The process can cut from sheet metal thicknesses to 100 inch material. Prior to 1958, when Plasma was introduced, all thicknesses were flame cut. Today metal thinner than 3/8-1/2 are typically only cut by plasma or laser, as thin materials are very challenging to flame cut. Thin material requires a very intense preheat as the cutting speed required for a good quality cut is very high, therefore a high temperature high velocity preheat is desired.
The process for all thicknesses is the same and that is the material must be “preheated” to a temperature of 1,600-1,800 degrees F, then the pure Oxygen is discharged into the preheated area and the steel is then oxidized or burned, hence the term “burning”. (The term “burner” is often used for the operator.) The quality of the final cut surface can be quite excellent with a sharp top edge, square/flat cut surface, and a sharp slag- free lower edge.
The process is a Thermo-Chemical Process requiring a source of intense heat, referred to as “Preheat”, and pure oxygen. The pure oxygen requirement is of a 99.5% minimum purity, which is the minimum purity typically provided in cylinders and bulk systems. A reduction in purity of .1% will reduce cutting speed about 10%, so one can see the necessity for the purity.
While the source of the Oxygen may be pure, improper connections, bad hoses, or leaks of any sort can allow impurities in the system thereby reducing the cutting speed. The high purity of the Oxygen presents a very dangerous situation and requires extreme care in the selection of equipment and the design of piping systems for its use. There are numerous documents available to assist with these safety issues. Federal Law (OSHA) presents numerous requirements for the equipment to be used, as well as the procedures to be followed.

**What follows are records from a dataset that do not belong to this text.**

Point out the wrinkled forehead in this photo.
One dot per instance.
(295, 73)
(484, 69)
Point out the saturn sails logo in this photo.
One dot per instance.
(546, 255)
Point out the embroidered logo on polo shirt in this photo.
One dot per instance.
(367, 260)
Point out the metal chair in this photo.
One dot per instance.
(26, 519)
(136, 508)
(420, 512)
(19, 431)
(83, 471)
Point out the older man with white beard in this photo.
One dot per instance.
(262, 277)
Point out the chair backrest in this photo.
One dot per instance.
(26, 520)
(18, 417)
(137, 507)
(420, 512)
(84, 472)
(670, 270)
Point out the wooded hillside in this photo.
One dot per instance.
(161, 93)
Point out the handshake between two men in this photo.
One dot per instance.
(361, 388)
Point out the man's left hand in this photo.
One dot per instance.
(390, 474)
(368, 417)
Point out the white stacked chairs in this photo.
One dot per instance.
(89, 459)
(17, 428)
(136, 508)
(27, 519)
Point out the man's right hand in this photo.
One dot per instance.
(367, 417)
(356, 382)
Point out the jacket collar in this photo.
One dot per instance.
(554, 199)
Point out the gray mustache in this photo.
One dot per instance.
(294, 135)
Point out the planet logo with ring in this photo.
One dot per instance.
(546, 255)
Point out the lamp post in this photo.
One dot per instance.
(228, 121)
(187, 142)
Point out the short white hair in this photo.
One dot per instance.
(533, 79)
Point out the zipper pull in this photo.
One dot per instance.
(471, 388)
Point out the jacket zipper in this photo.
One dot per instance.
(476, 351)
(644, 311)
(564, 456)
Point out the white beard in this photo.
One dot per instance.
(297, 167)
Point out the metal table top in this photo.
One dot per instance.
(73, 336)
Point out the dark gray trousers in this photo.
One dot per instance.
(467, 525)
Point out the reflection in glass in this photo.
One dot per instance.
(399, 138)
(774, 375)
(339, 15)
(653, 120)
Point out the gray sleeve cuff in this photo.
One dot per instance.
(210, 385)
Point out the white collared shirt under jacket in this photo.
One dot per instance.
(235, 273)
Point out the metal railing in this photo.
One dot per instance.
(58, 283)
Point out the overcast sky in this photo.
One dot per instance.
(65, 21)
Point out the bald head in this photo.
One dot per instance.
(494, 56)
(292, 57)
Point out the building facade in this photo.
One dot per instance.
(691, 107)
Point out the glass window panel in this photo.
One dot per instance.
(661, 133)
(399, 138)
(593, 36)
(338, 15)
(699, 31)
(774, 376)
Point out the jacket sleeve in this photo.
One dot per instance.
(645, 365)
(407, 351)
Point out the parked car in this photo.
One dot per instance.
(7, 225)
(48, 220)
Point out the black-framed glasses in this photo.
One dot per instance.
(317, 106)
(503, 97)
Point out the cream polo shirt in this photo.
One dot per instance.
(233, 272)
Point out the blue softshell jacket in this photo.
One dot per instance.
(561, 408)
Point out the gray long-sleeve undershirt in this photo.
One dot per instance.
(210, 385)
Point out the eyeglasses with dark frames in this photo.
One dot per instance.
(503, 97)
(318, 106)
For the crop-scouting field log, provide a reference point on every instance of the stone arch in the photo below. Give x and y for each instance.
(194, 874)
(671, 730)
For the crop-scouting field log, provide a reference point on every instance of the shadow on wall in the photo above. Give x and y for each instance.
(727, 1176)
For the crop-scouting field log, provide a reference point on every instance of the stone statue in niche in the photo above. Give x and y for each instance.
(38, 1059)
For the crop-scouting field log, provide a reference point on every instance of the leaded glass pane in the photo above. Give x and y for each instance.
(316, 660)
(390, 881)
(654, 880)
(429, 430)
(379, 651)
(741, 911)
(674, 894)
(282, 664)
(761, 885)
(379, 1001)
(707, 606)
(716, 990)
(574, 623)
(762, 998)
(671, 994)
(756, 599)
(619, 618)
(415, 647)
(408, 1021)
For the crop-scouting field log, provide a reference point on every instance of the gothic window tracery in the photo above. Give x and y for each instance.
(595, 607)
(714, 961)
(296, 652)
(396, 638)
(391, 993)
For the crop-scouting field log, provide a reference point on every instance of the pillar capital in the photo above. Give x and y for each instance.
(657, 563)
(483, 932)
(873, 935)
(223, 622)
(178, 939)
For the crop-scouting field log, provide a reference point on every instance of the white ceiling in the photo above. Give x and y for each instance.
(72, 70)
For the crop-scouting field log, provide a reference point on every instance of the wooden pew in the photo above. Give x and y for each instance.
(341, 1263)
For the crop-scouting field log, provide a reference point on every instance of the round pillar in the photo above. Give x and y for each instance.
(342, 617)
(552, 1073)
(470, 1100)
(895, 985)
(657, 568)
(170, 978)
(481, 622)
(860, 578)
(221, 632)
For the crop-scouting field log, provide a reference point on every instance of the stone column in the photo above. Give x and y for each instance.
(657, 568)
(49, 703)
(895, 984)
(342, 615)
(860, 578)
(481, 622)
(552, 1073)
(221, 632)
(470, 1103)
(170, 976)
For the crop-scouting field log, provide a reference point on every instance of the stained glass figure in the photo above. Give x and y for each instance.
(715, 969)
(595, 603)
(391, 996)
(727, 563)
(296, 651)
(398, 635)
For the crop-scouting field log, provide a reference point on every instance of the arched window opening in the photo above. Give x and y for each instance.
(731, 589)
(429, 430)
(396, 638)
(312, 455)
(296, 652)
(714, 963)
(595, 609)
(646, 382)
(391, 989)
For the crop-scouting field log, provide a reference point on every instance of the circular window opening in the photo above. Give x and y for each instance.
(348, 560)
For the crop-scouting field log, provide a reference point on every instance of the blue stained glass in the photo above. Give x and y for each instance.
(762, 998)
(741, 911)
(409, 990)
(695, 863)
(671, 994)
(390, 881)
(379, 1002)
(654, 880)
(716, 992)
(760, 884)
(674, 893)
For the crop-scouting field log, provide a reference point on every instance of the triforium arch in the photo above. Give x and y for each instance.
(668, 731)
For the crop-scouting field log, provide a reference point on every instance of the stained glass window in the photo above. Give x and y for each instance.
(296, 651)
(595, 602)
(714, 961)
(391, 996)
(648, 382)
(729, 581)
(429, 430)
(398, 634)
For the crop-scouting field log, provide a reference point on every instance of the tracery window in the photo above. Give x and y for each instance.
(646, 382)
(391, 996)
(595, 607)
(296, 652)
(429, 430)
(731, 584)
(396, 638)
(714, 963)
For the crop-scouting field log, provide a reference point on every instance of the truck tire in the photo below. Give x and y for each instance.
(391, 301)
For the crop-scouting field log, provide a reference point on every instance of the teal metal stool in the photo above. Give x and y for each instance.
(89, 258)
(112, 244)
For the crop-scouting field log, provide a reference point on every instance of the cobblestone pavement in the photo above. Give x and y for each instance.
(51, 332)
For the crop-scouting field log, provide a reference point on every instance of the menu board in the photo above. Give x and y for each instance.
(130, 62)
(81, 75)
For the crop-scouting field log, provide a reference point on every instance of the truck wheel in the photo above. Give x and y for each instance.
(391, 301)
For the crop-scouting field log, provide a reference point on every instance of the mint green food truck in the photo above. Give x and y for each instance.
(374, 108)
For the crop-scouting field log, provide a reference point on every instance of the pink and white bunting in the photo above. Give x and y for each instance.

The process can be used for cutting/severing many different materials with the basic requirement that the oxide formed must have a lower melting point than the base material to be cut. A good example of a material one cannot cut is Aluminum whose melting point is in the order of 1,200-1,300 degrees F but whose oxide is in the range of 5,000+ degrees F. Stainless steel has additives such as Chromium and Nickel added for “Oxidization Resistance” and this is the process (Oxidization) one is trying to promote, i.e. this type material is not cut without some assistance.
Flame cutting is a process know by a few names, oxy fuel gas cutting, burning and oxy acetylene cutting to name a few. It is a process where by a flame is used to heat steel up and a pressurised stream of oxygen cuts through the steel to desired shape and sizes required. It was patented in 1901 by Thomas Fletcher.